UK - There is an "overwhelming consensus" among the industry that costs in defined contribution schemes should be clear, simple and comparable, the UK Pensions Regulator says.
Responding to its discussion paper on delivering good outcomes for DC members, published today, the watchdog hinted it would refine the requirements around disclosure of costs and charges in DC schemes to help employers and members better judge value for money.
It said: “We would like to see all pension schemes and service providers focusing more closely on the value they offer to employers and ultimately individual members. This includes increasing awareness of the impact of charges through the disclosure of fees and costs in a clear, transparent and comparable way.”
It added there is a “clear opportunity” for the industry to voluntarily provide a template that can be used across all DC provision to enable better comparability of value for money.
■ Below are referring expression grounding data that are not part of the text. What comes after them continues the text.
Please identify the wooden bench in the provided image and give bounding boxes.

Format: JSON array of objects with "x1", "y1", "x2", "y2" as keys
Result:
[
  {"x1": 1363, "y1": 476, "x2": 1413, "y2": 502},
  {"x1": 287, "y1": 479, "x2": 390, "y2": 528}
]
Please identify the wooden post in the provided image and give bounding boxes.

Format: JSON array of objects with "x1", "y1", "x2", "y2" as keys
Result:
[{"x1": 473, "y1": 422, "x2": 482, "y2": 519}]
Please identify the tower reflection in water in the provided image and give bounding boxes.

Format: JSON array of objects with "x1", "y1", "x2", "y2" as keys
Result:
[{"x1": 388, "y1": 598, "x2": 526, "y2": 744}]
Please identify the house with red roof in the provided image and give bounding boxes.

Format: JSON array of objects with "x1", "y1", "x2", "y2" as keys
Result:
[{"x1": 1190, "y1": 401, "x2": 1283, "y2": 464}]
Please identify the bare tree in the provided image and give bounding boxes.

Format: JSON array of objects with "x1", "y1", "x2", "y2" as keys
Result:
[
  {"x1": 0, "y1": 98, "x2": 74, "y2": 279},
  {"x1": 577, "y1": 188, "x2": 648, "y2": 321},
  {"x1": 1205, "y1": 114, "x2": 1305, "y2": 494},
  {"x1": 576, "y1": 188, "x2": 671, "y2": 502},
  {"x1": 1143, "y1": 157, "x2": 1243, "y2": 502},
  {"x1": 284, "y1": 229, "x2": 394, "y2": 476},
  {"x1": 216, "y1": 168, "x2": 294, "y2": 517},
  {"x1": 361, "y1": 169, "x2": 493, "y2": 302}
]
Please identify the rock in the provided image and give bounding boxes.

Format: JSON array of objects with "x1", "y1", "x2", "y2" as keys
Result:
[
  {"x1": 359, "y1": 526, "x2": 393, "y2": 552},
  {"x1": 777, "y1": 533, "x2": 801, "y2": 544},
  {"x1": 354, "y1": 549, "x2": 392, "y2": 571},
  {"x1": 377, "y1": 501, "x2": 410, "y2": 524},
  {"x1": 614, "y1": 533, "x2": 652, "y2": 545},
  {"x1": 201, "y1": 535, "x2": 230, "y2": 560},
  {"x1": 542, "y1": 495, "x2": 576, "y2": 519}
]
TPR executive director of DC, governance and administration June Mulroy (pictured) said: “Without positive action by everyone involved with DC pensions, we do not believe the current market will always support members to achieve a good outcome from their savings.”
Elsewhere, TPR said accountability for decision making in DC schemes should be clear and recorded throughout the lifecycle of the scheme something which could be achieved through the introduction of an accountability framework.
It also said it may establish a kite-marking initiative, or industry accreditation, for DC schemes to signpost good provision to employers and members.
In addition, many respondents felt TPR had been too negative towards multi-employer schemes and that the benefits gained from the schemes outweigh the concerns.
TPR vowed to probe the structures, in particular the management of potential conflicts of interest between the trustee and the provider.
TPR will publish a more detailed response in autumn setting out how it will update its DC regulatory approach to mitigate risks to members.